The court explained that generally, in a “chain conspiracy” where each defendant performs a distinct part in the scheme, differentiated allegations as to defendants’ respective conduct might be required. In Silingo, however, the plaintiff alleged a “wheel conspiracy-like fraud” in which the in-home health vendor was the “hub” and the MAOs were the “spokes,” where each company passed along the inflated diagnoses in precisely the same way. Group pleading was appropriate and the district court erred in dismissing claims for this reason.
The court extended its reasoning to hold that group pleading also was acceptable for the allegations of each defendant’s knowledge of the fraud, which knowledge was allegedly gained in the same manner.

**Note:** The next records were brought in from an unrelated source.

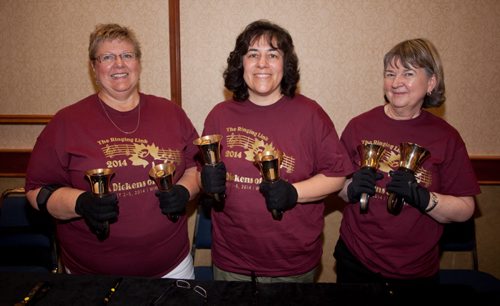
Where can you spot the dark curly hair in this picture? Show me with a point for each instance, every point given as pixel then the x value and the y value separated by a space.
pixel 420 53
pixel 233 75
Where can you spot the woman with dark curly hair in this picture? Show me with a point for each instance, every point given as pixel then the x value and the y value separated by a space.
pixel 270 231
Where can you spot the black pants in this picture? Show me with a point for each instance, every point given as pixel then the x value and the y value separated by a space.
pixel 350 270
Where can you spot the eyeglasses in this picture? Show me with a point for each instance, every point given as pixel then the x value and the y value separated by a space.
pixel 111 58
pixel 180 283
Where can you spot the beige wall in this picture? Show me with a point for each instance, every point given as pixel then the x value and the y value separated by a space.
pixel 340 46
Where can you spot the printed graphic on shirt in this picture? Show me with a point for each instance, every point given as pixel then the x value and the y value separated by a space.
pixel 137 152
pixel 390 161
pixel 244 144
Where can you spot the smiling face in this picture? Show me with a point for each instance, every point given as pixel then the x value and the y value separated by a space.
pixel 263 71
pixel 118 79
pixel 405 88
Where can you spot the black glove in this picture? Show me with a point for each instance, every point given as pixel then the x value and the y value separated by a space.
pixel 174 201
pixel 404 184
pixel 213 178
pixel 96 210
pixel 363 181
pixel 280 195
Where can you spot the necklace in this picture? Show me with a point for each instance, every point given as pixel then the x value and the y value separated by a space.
pixel 116 126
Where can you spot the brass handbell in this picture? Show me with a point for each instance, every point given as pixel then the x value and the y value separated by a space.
pixel 209 146
pixel 162 175
pixel 412 157
pixel 269 163
pixel 100 184
pixel 370 156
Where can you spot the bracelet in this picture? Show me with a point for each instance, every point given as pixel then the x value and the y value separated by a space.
pixel 434 201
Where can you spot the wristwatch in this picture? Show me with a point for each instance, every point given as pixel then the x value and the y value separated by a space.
pixel 43 196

4. Details of a defendant’s internal workings in processing and submitting claims is not required. Plaintiff Silingo had first-hand experience and about the multiple frauds perpetrated by the home-health vendor (the “hub”), but only circumstantial evidence that the MAOs (the “spokes”) submitted the vendor’s bad risk adjustment data to CMS. Using sensible inferences, the court made short work of the defendants’ argument that the allegations were insufficient under 9(b) to plead actual false claims.
The court observed that MedXM focused only on Medicare Advantage beneficiaries who did not have the desired risk adjustment codes for the year. Without the codes, the MAO would receive a lower payment for that beneficiary, and with the codes the MAO would receive the higher payment. The MAOs employed MedXM’s services over a period of at least four years, suggesting that it was of continued benefit for the MAOs to use the vendor. “There is no reason to believe that these companies consistently paid MedXM for data that they desperately needed but, time after time, did not actually use.” The court rejected the MAOs insistence that plaintiff should also allege facts regarding their “claims filtering, verification, or submission processes our outcomes” and upheld the district court’s finding that the allegations adequately showed reliable indicia leading to a strong inference that false claims were submitted.